When Apple share price was high ($106.56), the company announced that on January 12 ($87.19), a week earlier, it had granted options to Steve Jobs.
However, January 12 close was the lowest closing price in the previous 2 months.
Seven years later, Apple admitted that the dates of many
options grants had been chosen after the prices have already grown, and that documents showing that the board of directors had approved the grants on the dates chosen had in some cases been fabricated.
“Forensic Finance” (Ritter, J. R. (2008))
Why do companies Backdate their Employee Options?
Reasons for backdating:
1) If managers receive cheap options, they receive an increased value directly if and when the options are exercised;
2) If employees expect to receive cheap options, they should be willing to accept lower direct wages because the options will give them high returns anyways.

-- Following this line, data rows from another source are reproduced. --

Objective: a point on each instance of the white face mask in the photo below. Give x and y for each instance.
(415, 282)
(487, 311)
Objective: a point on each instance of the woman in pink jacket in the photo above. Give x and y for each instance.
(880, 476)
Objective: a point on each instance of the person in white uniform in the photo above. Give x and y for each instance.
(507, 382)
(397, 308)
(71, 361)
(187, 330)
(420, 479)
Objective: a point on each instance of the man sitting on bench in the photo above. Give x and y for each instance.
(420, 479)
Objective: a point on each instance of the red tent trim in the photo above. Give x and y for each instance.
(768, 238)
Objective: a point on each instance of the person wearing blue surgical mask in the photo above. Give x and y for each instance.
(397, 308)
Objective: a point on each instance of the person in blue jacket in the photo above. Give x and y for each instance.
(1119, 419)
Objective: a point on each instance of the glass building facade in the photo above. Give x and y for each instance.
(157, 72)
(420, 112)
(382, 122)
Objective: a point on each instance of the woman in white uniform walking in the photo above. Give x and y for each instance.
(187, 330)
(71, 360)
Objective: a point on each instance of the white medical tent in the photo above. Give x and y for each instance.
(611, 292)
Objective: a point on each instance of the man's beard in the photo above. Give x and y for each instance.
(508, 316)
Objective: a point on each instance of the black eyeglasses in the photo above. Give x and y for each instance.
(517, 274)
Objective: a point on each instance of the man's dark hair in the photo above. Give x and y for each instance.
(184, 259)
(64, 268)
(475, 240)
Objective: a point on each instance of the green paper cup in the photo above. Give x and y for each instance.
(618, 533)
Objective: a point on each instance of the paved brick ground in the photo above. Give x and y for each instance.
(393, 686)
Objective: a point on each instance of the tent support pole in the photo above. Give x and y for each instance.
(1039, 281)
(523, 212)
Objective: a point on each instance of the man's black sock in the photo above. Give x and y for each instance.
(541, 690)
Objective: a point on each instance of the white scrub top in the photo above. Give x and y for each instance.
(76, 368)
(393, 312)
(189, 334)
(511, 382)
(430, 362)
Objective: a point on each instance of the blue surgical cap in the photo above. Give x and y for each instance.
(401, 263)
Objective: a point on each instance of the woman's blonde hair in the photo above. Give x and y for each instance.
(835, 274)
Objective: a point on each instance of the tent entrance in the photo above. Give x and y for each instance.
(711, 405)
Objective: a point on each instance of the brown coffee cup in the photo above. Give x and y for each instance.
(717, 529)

Lowering wages lowers reported employee compensation expense and boosts
reported profits;
3) When backdated options are exercised, the realized value of the options is deductible from taxable income, lowering the company’s tax bill and conserving corporate cash.
Offsetting this last effect, however, is the fact that the company receives less cash from a lower exercise price.
“Forensic Finance” (Ritter, J. R. (2008))
How does Spinning of IPOs violate the law?
IPO Spinning is a practice of an investment bank offering under-priced shares of a company’s initial public offerings to the senior executives of a third party company in exchange for future business with the investment bank.
Because of the underpriced shares, bookrunners make
greater profits on an initial public offering if the company being sold allows greater underpricing, as an
underpriced IPO leaves money on the table.
This conflict of interest was a relatively common way for investment banks to attract new clients in the past, but has since been prohibited.
“Forensic Finance” (Ritter, J. R. (2008))
How does Rewriting the History of Market
Recommendations violate the law?
Background:
There is a trend - when all stocks are rising, recommendations will be more bullish (i.e. optimistic) on average, and the other way around, so when things go south, there’s an incentive to discreetly rewrite the overly-optimistic forecasts to protect analyst’s reputation.
What happened?
Downloads from the I/B/E/S recommendation database obtained at different points in time were not identical, although all of the downloads referred to the same sample period.
Thomson Financial claimed that the changes in analyst recommendations were caused by a programming error during acquisitions. After changes had been
introduced to the platform, the quality of data was improved for the future.